A doação dos ossinhos é feita há mais de 10 anos pelos proprietários do açougue. Porém, a crise econômica causada pelas medidas restritivas adotadas no decorrer da pandemia fez com que mais pessoas buscassem os ossos. Se por um lado aumentou o número de pessoas, a divulgação na mídia também atraiu mais empresários e pessoas solidárias diante ao sofrimento dessas famílias.

Segundo a proprietária do açougue, Samara Oliveira, quase uma tonelada de ossinhos são distribuídos no local semanalmente. A empresa realiza a ação há mais de dez anos, sendo que antes era feita de forma espontânea, porém, com a chegada da pandemia, começou a se formar uma fila e Samara precisou traçar uma estratégia para garantir a organização das doações.

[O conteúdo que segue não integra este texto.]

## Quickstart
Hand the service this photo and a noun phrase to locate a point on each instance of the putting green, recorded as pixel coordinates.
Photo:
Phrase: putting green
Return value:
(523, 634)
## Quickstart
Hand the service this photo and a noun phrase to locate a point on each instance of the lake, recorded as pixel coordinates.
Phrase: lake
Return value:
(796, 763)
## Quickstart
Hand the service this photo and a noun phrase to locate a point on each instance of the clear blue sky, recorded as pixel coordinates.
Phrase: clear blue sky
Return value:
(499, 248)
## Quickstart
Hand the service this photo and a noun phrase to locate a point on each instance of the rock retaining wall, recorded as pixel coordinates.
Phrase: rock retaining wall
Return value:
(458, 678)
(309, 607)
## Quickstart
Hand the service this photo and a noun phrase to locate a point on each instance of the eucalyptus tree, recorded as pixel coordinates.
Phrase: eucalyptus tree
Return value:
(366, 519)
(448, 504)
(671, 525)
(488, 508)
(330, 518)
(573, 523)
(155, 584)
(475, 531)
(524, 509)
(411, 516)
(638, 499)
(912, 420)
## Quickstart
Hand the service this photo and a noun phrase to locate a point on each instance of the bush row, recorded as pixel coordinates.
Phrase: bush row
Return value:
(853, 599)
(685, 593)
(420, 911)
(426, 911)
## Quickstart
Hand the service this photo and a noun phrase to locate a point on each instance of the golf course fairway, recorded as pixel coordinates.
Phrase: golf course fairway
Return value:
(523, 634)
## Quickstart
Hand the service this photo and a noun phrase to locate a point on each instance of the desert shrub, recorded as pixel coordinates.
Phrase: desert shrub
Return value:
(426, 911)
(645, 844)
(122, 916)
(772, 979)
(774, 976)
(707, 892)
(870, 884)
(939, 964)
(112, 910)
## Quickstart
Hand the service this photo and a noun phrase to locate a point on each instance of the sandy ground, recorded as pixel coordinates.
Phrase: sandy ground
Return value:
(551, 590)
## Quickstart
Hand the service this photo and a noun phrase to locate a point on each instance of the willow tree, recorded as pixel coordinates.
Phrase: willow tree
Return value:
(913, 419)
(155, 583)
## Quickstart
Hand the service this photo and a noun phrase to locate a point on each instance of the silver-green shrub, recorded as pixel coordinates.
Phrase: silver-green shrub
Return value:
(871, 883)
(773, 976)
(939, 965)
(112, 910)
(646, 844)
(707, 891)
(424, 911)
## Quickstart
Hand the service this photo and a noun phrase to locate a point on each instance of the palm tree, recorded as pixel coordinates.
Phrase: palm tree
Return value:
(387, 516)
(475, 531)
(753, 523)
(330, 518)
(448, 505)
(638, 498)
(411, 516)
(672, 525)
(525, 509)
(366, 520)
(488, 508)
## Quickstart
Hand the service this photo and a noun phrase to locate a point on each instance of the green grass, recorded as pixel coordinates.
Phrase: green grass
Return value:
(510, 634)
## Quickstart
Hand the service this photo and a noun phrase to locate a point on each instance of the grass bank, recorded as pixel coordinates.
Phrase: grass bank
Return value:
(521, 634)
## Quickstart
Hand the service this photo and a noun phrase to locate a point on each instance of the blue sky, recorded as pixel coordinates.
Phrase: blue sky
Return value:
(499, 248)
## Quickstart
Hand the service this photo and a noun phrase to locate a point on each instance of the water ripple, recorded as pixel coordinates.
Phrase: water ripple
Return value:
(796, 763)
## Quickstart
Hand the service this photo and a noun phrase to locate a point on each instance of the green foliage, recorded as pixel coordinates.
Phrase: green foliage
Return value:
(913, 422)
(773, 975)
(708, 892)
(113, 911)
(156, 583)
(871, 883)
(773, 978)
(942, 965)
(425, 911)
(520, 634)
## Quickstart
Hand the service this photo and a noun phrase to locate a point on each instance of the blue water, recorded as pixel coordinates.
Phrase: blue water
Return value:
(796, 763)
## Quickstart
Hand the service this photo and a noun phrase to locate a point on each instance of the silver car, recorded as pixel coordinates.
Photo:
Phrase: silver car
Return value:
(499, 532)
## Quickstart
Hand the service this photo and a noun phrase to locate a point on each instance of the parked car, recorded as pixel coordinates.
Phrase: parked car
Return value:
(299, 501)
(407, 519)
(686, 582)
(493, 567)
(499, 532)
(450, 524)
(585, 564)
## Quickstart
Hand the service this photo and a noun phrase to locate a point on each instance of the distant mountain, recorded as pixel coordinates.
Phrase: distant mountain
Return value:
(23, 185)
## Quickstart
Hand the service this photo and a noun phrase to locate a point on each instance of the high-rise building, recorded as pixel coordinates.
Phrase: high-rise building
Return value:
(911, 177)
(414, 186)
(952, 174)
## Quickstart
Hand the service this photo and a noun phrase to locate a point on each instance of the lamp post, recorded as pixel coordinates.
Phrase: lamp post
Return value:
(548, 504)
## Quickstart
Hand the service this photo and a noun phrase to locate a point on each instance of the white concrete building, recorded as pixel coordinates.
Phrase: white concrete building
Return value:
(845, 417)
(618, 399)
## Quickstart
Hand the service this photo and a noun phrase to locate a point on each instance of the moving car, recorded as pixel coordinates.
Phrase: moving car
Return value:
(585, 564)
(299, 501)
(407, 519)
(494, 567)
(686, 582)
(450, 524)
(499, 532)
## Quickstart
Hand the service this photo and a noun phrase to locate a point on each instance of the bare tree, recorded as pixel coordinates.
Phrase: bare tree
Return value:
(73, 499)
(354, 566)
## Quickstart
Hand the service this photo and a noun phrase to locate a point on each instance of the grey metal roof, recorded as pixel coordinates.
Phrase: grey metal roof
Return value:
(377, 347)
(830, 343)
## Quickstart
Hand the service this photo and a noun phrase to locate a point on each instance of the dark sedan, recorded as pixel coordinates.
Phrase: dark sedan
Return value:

“Nós sempre fizemos isso, só que era de uma maneira mais aleatória. Então nós organizamos, para ter a certeza de que eles vão chegar aqui e vai ter as doações”, disse Samara ao Estadão Mato Grosso.

Além dos ossinhos, também são doados cestas básicas e outros tipos de carne, em uma ação que envolve outras empresas parceiras.